My guess is Archie would have made Peyton throw an extra 1,000 passes before dinner if he’d come home with a tattoo. The old man knew QBs are different.
WHAT DOES THIS EVEN MEAN. “Little Dutch boys”?
Did Sammy Baugh, Johnny Unitas, Doug Williams or Joe Montana have arms covered in ink? Do Tom Brady, Drew Brees or Aaron Rodgers?
No, but Tom Brady wears Uggs and Drew Brees wears Ed Hardy. If this is an aesthetic-restraint thing, you chose the wrong dudes.
It’s not just a white thing, I hope. When the Panthers interviewed Cam Newton, owner Jerry Richardson popped the question.
“Do you have any tattoos?” he asked.
“No, sir,” Newton said. “I don’t have any.”
“We want to keep it that way,” Richardson said.
Oh, it’s not a white thing — it’s a making-black-kids-obey-old-white-men thing.
I realize not all NFL quarterbacks are pristine. Ben Roethlisberger has a “COURAGE” tattoo on the right side of his upper body. Smith has one honoring his Serbian heritage. They can’t be seen when the players put on their uniforms.
Then there are Michael Vick and Terrelle Pryor. Neither exactly fit the CEO image, unless your CEO has done a stretch in Leavenworth or has gotten Ohio State on probation over free tattoos.
That’s right — CEOs and Ben Roethlisberger are cited as paragons of moral authority. Does this guy even read the sports news?

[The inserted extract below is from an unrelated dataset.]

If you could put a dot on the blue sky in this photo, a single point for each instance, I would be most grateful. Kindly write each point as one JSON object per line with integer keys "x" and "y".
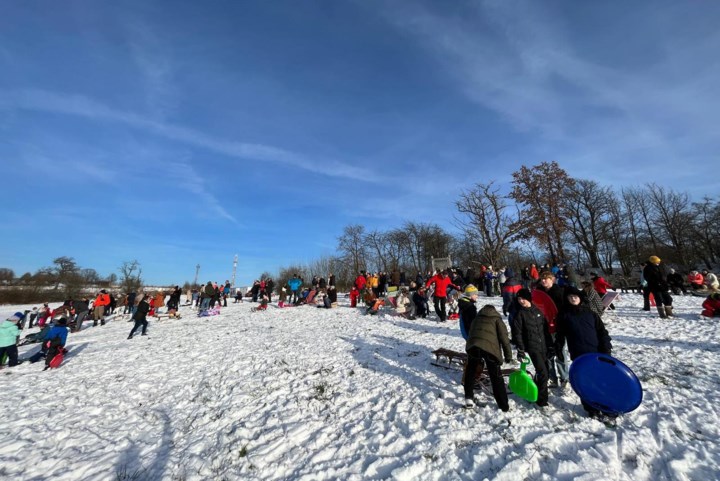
{"x": 185, "y": 132}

That’s what makes Kaepernick a threat to the stereotype. By all accounts, he’s polite, hard working, humble and has never been to prison. He sounds more like a Tebow who can throw.
SO WHAT THE HELL IS YOUR POINT!!! The weirdest thing about this piece is that it ultimately admits that it’s placing “not having tattoos,” as a character trait, above being a good person, being a good leader, being humble, and working hard.
If you can’t draw the tattoo line at NFL quarterback, you can’t draw them anywhere.
“In closing, [something that literally doesn’t even make basic syntactic sense].”